Wednesday, July 09, 2008

Entertaining the Queen.

July 9 ...

Queen Elizabeth I arrived at Kenilworth, the home of her favourite, Robert Dudley, Earl of Leicester on this day in 1575. It was the highlight of her summer ‘progress’ (Royal Tour): the visit, the feasting, and the pageantry lasted eighteen days. Impressing the Queen was an expensive exercise and the honour cost Dudley an unbelievable thousand dollars a day.

There was morris dancing, ‘sundry kinds of very delectable music’, play-acting, stag-hunting, bear-baiting, and all sorts of other frolicsome pastimes in addition to many extravagant dining experiences. The details of this fine little holiday were recorded by one Robert Laneham. He hints at the vast quantities of dainty viands and says that there were ‘full cups everywhere, every hour all kinds of wine’, but unfortunately for us does not give any detailed bills of fare. We must be satisfied with a general description of one of the banquets:

“After the play, out of hand followed a most delicious and (if I may so term it) an ambrosial banquet: whereof, whether I might more muse at the daintiness, shapes, and the cost; or else, at the variety and number of the dishes (that were three hundred), for my part, I could little tell then; and now less, I assure you. Her Majesty eat smally or nothing; which understood, the courses were not so orderly served and sizely set down, but were, by and by, as disorderly wasted and coarsely consumed; more courtly, methought, than courteously : But that was no part of the matter : it might please and be liked, and do that it came for, then was all well enough.”

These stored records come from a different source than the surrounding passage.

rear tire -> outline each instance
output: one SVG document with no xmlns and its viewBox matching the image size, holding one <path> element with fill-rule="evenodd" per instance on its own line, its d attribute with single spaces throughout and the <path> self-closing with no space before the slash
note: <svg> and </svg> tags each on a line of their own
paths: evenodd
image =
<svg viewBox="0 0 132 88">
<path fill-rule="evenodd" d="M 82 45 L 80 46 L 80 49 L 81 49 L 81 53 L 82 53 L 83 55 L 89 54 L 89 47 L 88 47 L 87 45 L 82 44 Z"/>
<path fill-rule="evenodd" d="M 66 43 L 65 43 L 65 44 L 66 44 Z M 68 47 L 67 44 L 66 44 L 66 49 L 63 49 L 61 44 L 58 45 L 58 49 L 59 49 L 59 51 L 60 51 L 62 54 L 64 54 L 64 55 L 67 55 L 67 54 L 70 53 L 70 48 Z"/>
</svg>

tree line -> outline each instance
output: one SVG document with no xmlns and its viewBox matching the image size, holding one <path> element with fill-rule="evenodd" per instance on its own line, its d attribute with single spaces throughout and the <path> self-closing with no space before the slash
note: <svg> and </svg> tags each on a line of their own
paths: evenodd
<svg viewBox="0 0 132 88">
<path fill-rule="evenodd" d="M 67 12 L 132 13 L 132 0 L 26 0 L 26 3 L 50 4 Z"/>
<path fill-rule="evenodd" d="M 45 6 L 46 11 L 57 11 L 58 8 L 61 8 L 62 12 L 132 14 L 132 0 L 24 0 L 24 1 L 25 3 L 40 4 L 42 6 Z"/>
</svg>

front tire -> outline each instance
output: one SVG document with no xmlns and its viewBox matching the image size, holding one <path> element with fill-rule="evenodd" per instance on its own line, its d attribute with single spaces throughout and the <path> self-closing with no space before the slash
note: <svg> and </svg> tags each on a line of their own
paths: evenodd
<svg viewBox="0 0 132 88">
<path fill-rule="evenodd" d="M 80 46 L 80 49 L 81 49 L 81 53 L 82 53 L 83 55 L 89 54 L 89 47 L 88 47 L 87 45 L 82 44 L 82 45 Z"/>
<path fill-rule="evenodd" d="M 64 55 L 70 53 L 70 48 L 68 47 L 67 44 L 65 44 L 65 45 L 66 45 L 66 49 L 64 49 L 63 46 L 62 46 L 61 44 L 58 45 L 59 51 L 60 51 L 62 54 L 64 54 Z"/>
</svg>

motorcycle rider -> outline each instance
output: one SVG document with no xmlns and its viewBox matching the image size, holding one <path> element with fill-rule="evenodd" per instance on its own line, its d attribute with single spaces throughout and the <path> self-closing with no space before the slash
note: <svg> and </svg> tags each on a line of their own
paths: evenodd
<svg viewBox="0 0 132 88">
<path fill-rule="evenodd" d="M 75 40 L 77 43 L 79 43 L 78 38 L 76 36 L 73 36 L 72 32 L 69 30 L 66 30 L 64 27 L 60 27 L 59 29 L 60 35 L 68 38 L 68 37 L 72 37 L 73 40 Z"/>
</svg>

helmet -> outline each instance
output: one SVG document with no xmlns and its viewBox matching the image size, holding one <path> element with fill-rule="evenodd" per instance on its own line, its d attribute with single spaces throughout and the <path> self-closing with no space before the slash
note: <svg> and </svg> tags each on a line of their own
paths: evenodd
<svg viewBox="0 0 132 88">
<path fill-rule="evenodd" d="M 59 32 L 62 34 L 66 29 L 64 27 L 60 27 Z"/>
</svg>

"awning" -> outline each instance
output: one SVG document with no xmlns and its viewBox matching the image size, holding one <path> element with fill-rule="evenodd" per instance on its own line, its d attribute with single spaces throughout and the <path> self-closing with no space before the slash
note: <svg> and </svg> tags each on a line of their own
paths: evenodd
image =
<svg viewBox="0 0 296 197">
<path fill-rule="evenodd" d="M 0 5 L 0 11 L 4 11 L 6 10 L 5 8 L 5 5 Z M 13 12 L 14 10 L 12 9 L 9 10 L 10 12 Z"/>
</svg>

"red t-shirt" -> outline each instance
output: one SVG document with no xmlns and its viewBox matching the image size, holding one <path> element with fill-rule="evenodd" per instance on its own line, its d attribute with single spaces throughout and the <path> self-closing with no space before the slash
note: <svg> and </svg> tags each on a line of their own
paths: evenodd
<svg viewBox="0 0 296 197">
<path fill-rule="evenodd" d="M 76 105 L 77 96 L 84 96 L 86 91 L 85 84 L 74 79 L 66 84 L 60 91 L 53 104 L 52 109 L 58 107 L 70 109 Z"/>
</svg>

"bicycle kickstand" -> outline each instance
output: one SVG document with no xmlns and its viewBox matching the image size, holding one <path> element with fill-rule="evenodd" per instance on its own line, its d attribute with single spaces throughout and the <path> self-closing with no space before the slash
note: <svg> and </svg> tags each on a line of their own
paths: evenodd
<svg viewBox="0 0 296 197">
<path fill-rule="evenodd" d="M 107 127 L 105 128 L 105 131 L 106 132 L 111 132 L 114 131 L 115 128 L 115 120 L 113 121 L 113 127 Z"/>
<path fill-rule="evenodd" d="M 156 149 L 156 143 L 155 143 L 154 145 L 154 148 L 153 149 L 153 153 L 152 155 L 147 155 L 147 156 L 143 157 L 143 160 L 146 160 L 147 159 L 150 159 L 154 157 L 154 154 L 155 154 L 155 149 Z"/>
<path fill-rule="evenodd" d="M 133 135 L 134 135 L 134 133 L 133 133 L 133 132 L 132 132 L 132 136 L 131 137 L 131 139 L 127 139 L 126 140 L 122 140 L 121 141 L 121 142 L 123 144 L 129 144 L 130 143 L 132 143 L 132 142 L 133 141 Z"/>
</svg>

I have chosen a chicken recipe for you from the Elizabethan era. Simple, but quite good enough to serve a Queen.

To bake a Capon with yolkes of Egges.
When the Capon is made redi, trusse him in to a Coffyn: then take .viii. yolks of egges sodden hard, a pick into every one of them, .v. Cloves, and put the yolks into the Coffyn with the Capon. Then take a quantitie of gynger and salt, and cast it upon the Capon and bake it .iii. houres. Then take .ii. raw yolkes of egges beaten into a Gobbett of veriuce, with a good quantitie of sugre sodden togither, put it into ye Coffyn and so serve it.
[A Treasurie of commodious Conceits, & hidden Secrets. John Partridge, published in 1573.]


Tomorrow’s Story …

Gravy, Part 1.

Quotation for the Day …

I never see an egg brought on my table but I feel penetrated with the wonderful change it would have undergone but for my gluttony; it might have been a gentle, useful, hen leading her chickens with a care and vigilance which speaks shame to many women. St. John de Crevecoeur.

1 comment:

Jayne said...

What a beautiful term - "ambrosial banquet".
It trips off the tongue with a flourish, bringing mental images of long tables covered in pewter plates filled with every delicacy one could imagine!